TODO: introduce risk coherence, extreme value theory, and especially expected shortfall. Discuss application to climate risk, network bandwidth and multithreading.

For the definitions that follow, \(X\) is a random variable the payoff of a portfolio at some future time, and our quantile of interest is \(0 < \alpha < 1\).


The \(\alpha-\operatorname{VaR}\) of an asset \(X\) with cdf \(F\) is, up to minus signs, an estimate of the icdf.

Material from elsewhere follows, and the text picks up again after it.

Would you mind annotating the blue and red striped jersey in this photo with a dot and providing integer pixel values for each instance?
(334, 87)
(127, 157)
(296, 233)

It is defined as

\[ \begin{aligned} \operatorname{VaR}_\alpha(X) &:= \inf\{x\in\mathbb{R}:\mathbb{P}(X<-x)\leq 1-\alpha\}\\ &= \inf\{x\in\mathbb{R}:1-F(-x)\geq \alpha\}\\ \end{aligned} \]

Expected shortfall

“the expected loss of portfolio value given that a loss is occurring at or above the \(q\)-quantile.”

The expected shortfall (ES) is defined

\[ ES_{\alpha} := \frac{1}{\alpha}\int_0^{\alpha} \operatorname{VaR}_{\gamma}(X)d\gamma\\ = -\frac{1}{\alpha}\left(E[X \ 1_{\{X \leq x_{\alpha}\}}] + x_{\alpha}(\alpha - \mathbb{P}[X \leq x_{\alpha}])\right) \]

where VaR is Value At Risk, and where \(x_{\alpha} = \inf\{x \in \mathbb{R}: P(X \leq x) \geq \alpha\}\)

It is also known as the Conditional Value-at-Risk, \(\alpha-\operatorname{CVaR}.\)

According to Wikipedia, I might care about the dual representation, \(ES_{\alpha} = \inf_{Q \in \mathcal{Q}_{\alpha}} E^Q[X]\) with \(\mathcal{Q}_{\alpha}\) the set of probability measures absolutely continuous with respect to the physical measure \(P\), such that \(\frac{dQ}{dP} \leq \alpha^{-1}\) almost surely.

…Why might I care about that again?




I don’t really understand this yet, but Shige Peng just gave a talk wherein he argued that the generalised, sublinear expectation operator derived from distributional uncertainty, generate coherent risk measures, although it is not immediately obvious to me how this works. See, e.g. Peng04.